移転計画の検討にCGを用いる効果としては、まずもって誰でも“解りやすい”ということであり、人の目でみたものと同じ感覚のものをみることができればより計画イメージが湧き、さらにいろんな発想を繰り広げることができる。 解りやすいがゆえに、担当者や関係者からいろんな要求があるかもしれない。 しかし、「いかにスムーズな交渉を実現するか」という公共事業を円滑に推進するための本来のテーマを考えるべきで、そのためのCGの活用でありITの活用である。 公共事業を行う上での関係者へのアカウンタビリティ(説明責任)という点においても寄与するものと確信している。

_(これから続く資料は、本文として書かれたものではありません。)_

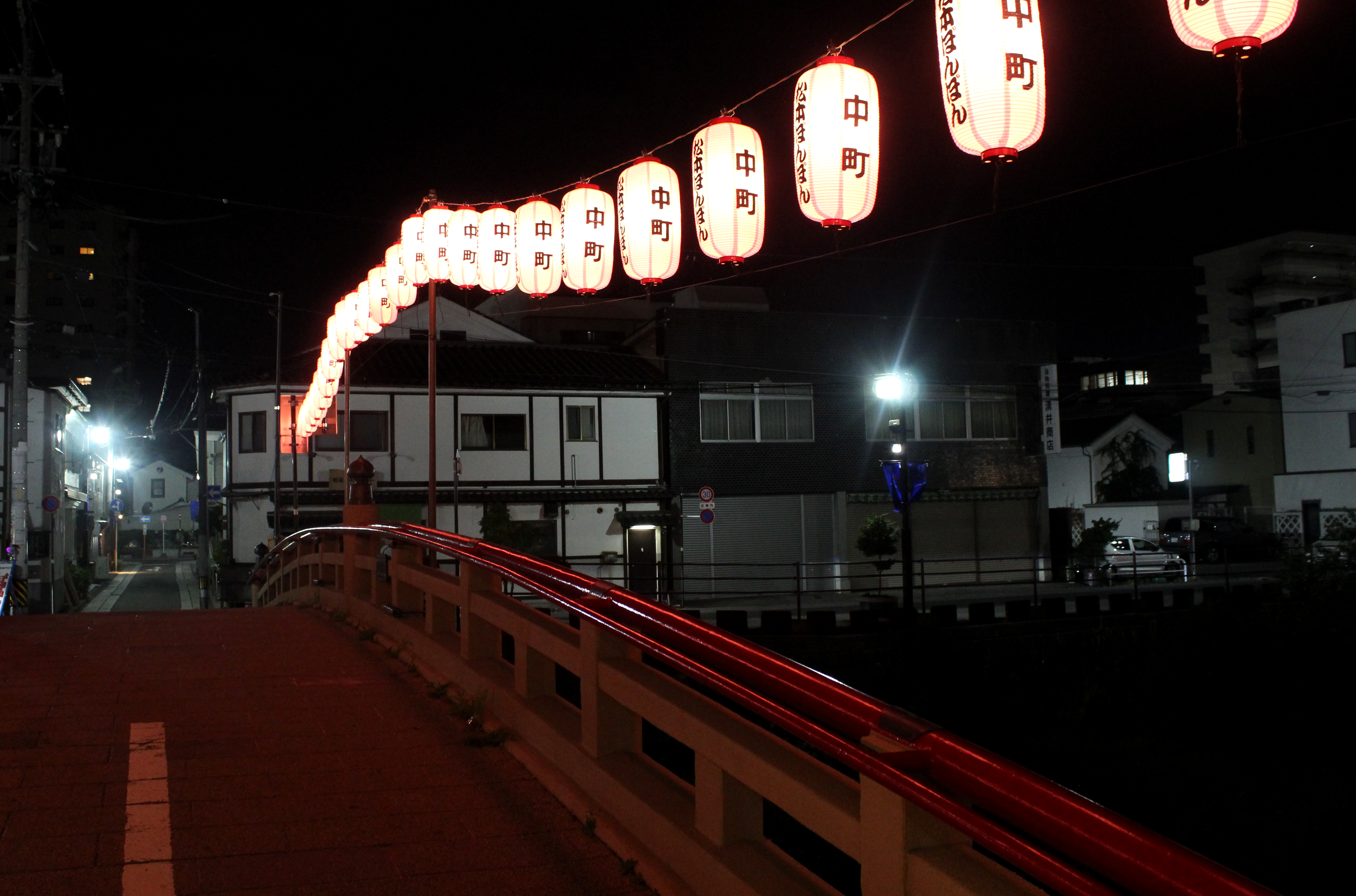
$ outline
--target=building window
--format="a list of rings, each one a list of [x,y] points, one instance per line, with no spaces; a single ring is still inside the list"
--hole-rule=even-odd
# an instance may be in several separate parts
[[[353,435],[348,439],[350,451],[385,451],[388,439],[386,432],[389,426],[386,420],[389,415],[385,411],[350,411],[348,412],[350,424],[353,426]],[[332,432],[325,435],[316,435],[316,450],[317,451],[342,451],[343,450],[343,426],[344,415],[338,412],[334,420],[328,422],[330,427],[334,428]],[[290,446],[289,446],[290,449]],[[300,446],[298,446],[300,450]]]
[[[565,405],[565,441],[597,442],[598,428],[594,426],[597,409],[591,404]]]
[[[461,447],[468,451],[525,451],[527,415],[462,413]]]
[[[267,450],[268,420],[263,411],[244,411],[240,413],[240,447],[241,454],[256,454]]]
[[[701,384],[702,442],[814,442],[814,389],[805,384]]]

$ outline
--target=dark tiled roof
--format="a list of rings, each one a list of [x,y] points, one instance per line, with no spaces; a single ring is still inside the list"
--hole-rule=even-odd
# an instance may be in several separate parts
[[[309,381],[315,359],[292,371]],[[423,386],[428,346],[423,340],[372,339],[348,363],[355,386]],[[283,373],[287,381],[289,373]],[[271,377],[267,380],[271,382]],[[260,380],[255,380],[260,382]],[[244,385],[244,384],[240,384]],[[659,370],[632,354],[536,343],[446,342],[438,344],[438,386],[485,389],[662,389]]]

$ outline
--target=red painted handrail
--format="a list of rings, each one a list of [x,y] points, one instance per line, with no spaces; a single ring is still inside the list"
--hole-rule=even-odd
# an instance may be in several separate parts
[[[1115,896],[1108,882],[1139,896],[1275,896],[903,709],[609,582],[537,557],[424,526],[376,523],[296,533],[260,565],[290,541],[321,533],[381,535],[499,572],[804,739],[1064,896]],[[861,739],[872,731],[915,750],[868,750]]]

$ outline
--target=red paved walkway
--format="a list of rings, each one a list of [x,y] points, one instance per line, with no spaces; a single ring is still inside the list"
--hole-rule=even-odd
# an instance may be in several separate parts
[[[123,892],[132,722],[179,896],[647,892],[353,629],[235,610],[0,618],[0,893]]]

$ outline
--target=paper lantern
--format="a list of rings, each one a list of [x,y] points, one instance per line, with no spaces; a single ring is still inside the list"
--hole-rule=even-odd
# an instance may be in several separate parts
[[[461,289],[480,282],[476,259],[480,255],[480,213],[469,205],[458,206],[447,221],[447,279]]]
[[[450,221],[452,209],[445,205],[433,205],[424,209],[424,268],[428,271],[428,279],[438,283],[446,283],[452,277],[452,259],[447,256],[447,224]]]
[[[513,211],[502,205],[492,205],[480,214],[480,241],[476,249],[480,289],[494,296],[507,293],[518,283],[513,225]]]
[[[518,289],[544,298],[560,289],[560,209],[533,197],[514,211]]]
[[[1215,56],[1246,58],[1295,20],[1299,0],[1168,0],[1177,37]]]
[[[399,243],[386,249],[386,294],[397,309],[410,308],[419,298],[419,289],[405,277],[404,252]]]
[[[617,248],[631,279],[652,286],[678,272],[678,174],[654,156],[637,159],[617,178]]]
[[[372,314],[372,287],[367,286],[367,281],[361,281],[354,294],[358,296],[358,306],[354,309],[354,313],[358,316],[358,323],[362,327],[362,338],[376,336],[381,332],[381,324]]]
[[[367,271],[367,301],[372,308],[372,319],[381,327],[396,323],[396,304],[391,301],[386,291],[386,266],[378,264]]]
[[[826,56],[796,81],[792,150],[796,199],[811,221],[848,228],[876,207],[880,94],[846,56]]]
[[[767,217],[762,140],[738,118],[713,118],[692,138],[693,224],[701,251],[740,264],[762,248]]]
[[[411,286],[423,286],[428,282],[422,214],[411,216],[400,225],[400,260],[405,264],[407,283]]]
[[[937,57],[951,138],[1013,161],[1045,127],[1039,0],[937,0]]]
[[[560,255],[565,286],[590,296],[612,282],[617,206],[601,187],[580,183],[560,201]]]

移転計画の検討にCGを用いたときの長所と短所をまとめる。
長所 移転後の計画について視覚的に解りやすい。
空間としてとらえることにより、イメージが湧く。
コミュニケーションツールとなり議論が活発化される。
短所 計画をリアルに表現するため、関係者のもつイメージと差がでる。
費用がかさむ。

費用対効果

実際に移転計画をCGで作成した工程と工数は以下のとおりである。


種別細別職種工数(日)
モデリング建物(移転対象)技師C1.0
建物(対象外)技師C0.5
敷地技師C0.2
植樹・フェンス他技師C0.3
マッピングテクスチャマッピング技師C0.5
照明その他の設定技師C0.2
アニメーション軌跡設定技師C0.2
レンダリング(PC)1.0
平面パースペクティブトレーラー軌跡検討技師B0.5
出力・調整技師C0.2

工数については、地形や配置状況の複雑さ等が直接モデリングの工数にかかってくるため、その難易度により大きく左右される。
また、効果については前に述べたとおり、移転後の空間や建物の景観を視覚的にとらえることができたことと、担当者・関係者双方に移転の計画案について深く理解していただいたことである。

おわりに

公共事業を取り巻く環境が大きく変化するなか、このような取り組みを行っていくためには、更なるコストダウンとスピード化が必要である。そのためには、CG制作を外部に委託するのではなく、補償の技術をもった者がCGの作成に関わることでコストの低減化をはからなければならない。
また、今後の課題としては
  ・フォトモンタージュの利用によるローコスト化
  ・図面作成CADとCG制作ソフトとの連動
  ・発注機関との協議の場でのCGの更なる活用といったことがあげられる。
今後、今以上に専門の知識を習得すると同時に、用地業務を広く見渡し、迫り来る課題に対して、幅広い視野をもって業務に取り組むことが必要である。